One of ANZ’s problems was lack of a consistent process around data sharing. Put simply, everything was a one-off.
“As an enterprise we didn’t really have a cohesive mindset around how to get approval to share data,” Mentiplay said.
“Every single time we did it was a point solution - [involving] a different lawyer, a different risk person, a different governance person and ultimately a different process - and even when we got agreement that we wanted to just experiment or understand value."
Mentiplay added that this "almost created an entirely new journey to understand how we were going to do it safely, protect customer information if it’s involved, and make sure no one’s going to run away with the data and do things that we didn’t expect.”
Because of that, two things happened.
First, “damningly, the response to all of those concerns was all too often [to run the data sharing off] a USB stick, because at the end of the day at least we knew what was on it, we could encrypt it and hand it to someone,” Mentiplay said.
The other internal response was simply to run data sharing under the radar.
“We went from unknown data sharing, with lots of people everywhere going ‘I want to do this but I won’t tell anyone because it’ll effectively enter the valley of death’,” he said.
Data Republic has brought structure, security and governance to ANZ’s data sharing. “It’s a very consistent, logged and audited experience for a business person to govern and decide and determine that if there is a data share, what will be done with it,” Mentiplay said.
“We’ve used Data Republic as a technical and process platform to push back through our organisation an enterprise approach to data sharing.”
On the clock
On ANZ’s second data share implemented through Data Republic, the bank got the total timeframe down to five weeks.
“We basically agreed in about four weeks [internally to do the share] and then one week later we had analysts in the data,” Mentiplay said.
“It was just a total transformation and that was still while we were learning.”
Mentiplay said Data Republic was treated internally by ANZ as a “lower friction place” to perform secure data sharing.

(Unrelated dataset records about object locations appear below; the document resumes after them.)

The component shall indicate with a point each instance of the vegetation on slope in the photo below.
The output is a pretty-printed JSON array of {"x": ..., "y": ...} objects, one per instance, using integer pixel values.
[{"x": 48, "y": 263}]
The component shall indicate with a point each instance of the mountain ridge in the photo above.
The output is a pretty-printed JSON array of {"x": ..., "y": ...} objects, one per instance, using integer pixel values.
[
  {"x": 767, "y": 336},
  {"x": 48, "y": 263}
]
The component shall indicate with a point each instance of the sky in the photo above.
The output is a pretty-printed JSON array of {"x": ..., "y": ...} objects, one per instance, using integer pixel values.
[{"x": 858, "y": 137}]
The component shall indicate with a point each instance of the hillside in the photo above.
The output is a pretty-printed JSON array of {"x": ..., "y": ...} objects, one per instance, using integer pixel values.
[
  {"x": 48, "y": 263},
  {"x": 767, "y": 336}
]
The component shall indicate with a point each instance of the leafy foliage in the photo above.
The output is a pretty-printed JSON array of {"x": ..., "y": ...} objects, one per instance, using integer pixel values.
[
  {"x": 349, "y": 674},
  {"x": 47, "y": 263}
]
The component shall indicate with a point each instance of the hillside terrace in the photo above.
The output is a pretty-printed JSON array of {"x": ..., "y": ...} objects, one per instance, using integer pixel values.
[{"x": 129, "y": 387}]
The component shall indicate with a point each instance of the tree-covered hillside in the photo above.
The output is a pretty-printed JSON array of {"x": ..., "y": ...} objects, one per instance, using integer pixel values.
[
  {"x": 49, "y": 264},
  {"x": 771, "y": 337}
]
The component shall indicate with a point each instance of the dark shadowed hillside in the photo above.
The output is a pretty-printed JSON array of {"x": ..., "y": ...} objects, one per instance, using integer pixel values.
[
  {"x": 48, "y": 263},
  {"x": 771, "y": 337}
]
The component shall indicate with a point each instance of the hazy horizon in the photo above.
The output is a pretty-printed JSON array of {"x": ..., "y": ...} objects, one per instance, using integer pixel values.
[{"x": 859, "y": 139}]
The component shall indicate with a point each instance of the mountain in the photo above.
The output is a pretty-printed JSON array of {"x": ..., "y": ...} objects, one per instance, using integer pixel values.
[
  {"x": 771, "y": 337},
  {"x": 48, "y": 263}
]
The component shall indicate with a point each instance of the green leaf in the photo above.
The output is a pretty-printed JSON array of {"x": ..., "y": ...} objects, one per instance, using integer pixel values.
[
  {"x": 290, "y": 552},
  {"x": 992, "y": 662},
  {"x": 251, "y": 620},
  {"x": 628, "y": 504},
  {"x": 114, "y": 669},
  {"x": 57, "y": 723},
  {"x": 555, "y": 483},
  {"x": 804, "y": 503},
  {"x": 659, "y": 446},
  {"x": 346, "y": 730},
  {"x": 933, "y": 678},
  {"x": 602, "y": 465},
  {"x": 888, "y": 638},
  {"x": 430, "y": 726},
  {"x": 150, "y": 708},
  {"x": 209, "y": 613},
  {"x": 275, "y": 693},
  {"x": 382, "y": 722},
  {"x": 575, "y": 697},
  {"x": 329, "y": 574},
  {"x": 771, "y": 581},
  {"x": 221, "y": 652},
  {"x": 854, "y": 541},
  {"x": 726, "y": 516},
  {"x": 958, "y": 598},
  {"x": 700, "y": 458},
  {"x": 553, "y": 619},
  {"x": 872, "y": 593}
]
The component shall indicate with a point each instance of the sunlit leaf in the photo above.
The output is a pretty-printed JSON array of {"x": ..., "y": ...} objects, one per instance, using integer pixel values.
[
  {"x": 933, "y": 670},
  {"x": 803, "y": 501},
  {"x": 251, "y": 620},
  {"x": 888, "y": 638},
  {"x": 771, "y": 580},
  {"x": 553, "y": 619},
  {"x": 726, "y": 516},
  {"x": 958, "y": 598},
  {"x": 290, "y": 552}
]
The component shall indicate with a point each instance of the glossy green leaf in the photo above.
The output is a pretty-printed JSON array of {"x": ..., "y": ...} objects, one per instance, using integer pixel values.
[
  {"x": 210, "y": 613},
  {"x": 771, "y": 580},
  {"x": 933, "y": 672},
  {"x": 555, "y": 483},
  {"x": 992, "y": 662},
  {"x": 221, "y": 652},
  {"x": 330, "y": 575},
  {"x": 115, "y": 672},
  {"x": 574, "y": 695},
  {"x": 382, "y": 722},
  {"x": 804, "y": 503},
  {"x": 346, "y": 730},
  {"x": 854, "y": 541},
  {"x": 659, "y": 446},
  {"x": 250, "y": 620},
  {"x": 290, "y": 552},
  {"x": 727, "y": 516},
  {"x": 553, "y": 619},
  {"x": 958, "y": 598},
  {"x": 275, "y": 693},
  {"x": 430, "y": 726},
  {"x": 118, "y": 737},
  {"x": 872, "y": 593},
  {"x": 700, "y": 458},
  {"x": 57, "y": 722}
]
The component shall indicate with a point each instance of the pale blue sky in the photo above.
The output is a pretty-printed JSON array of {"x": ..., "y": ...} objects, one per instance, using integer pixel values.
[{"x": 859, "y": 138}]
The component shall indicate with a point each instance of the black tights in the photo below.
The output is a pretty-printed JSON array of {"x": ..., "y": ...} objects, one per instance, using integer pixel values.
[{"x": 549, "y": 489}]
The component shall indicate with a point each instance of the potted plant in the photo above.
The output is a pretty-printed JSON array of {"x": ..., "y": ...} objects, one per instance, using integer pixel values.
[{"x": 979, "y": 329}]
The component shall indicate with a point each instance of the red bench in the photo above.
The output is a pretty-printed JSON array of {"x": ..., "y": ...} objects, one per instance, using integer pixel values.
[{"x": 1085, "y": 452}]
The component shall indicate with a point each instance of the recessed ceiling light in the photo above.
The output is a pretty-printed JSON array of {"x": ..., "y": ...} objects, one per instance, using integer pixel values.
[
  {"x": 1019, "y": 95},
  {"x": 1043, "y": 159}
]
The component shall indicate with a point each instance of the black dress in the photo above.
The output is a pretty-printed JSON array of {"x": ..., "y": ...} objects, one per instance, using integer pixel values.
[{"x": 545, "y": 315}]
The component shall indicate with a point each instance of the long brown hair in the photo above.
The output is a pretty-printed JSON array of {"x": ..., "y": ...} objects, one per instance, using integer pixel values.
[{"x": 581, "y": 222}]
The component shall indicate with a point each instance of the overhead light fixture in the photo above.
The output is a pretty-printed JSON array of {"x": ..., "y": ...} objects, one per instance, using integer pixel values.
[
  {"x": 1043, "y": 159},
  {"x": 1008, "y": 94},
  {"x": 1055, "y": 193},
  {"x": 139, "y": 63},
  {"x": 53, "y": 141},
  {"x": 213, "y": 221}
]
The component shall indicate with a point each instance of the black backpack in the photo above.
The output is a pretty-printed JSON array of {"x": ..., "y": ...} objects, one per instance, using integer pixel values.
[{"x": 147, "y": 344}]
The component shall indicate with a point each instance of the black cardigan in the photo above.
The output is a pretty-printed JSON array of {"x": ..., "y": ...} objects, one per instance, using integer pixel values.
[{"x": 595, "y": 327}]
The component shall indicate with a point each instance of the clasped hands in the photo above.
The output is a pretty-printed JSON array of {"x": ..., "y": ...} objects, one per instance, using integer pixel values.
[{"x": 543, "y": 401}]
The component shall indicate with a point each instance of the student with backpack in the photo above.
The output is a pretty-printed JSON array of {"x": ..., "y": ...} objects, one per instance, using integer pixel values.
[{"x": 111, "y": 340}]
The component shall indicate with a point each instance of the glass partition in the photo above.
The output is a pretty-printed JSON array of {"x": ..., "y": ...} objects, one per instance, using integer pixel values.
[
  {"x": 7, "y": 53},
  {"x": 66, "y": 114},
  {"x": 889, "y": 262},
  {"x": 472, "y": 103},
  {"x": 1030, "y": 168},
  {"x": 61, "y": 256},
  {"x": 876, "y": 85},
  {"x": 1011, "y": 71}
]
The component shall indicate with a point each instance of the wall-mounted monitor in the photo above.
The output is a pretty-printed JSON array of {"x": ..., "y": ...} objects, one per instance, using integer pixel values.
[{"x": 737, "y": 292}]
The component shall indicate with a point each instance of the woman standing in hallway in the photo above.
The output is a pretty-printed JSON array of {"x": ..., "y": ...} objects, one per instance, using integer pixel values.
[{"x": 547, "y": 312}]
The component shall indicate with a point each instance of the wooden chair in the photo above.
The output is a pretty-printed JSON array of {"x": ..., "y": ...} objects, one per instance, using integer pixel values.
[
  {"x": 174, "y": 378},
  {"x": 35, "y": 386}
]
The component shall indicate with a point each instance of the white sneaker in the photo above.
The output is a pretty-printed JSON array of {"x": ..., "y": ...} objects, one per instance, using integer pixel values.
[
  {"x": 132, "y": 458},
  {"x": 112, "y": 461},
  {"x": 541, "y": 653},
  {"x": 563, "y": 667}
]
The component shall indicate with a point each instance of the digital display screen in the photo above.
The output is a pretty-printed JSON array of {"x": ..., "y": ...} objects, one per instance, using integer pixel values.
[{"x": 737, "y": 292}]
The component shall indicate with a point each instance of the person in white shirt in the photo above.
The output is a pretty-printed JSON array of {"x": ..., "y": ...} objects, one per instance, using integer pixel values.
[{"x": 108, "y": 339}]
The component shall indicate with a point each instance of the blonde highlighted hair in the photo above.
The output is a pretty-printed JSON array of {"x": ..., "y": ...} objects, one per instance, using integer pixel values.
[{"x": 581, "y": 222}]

When governance and risk communities found out a particular project would use Data Republic, there was an attached level of trust that reduced the need to spend huge amounts of time planning and asking reams of questions.
Trust on tap
That trust has also translated into a steady stream of requests internally for new data sharing and matching arrangements.
“That has drawn out of the business like water this demand to understand the value of data by sharing data or by having sandboxed environments where external experts can access data,” Mentiplay said.
“So our list of data sharing projects is going from a known list of 20 to a prospect list of 80, and then as word gets out my small team effectively gets flooded as the business owner of this capability.”
Recognising value faster
Once open banking arrives and consumers have greater control over their banking data - and who it can be shared with - ANZ is expecting to be flooded with data sharing requests.
These requests will mean the bank is sharing data that it previously would have kept tightly under wraps and used to try to create its own competitive advantage.
“As an organisation, we’re going to have a bunch of data assets that previously we felt were proprietary and gave us competitive advantage moving out into the open world,” Mentiplay said.
“In that context, the data sharing is going to massively increase.”
Bare and share
Banks will have to be able to tell consumers about their data, how it is used, where it goes (or went) and why, and what consents had been collected around the use of that data.
But they can still find ways to derive value from aggregated forms of that data - they will simply have to move more quickly to do it.
“I think it’s about having a carefully thought-through structure to say, ‘I can understand the power of a piece of data when it gets to me, when I see it I can interpret it, but I have that capability though very carefully managed data sharing,” Mentiplay said of the balance to be struck under open banking.
“Data Republic allows us to create environments that mean we are ready to act in milliseconds when we see a pattern in data because we have tested it and we know that we have to take a particular action.”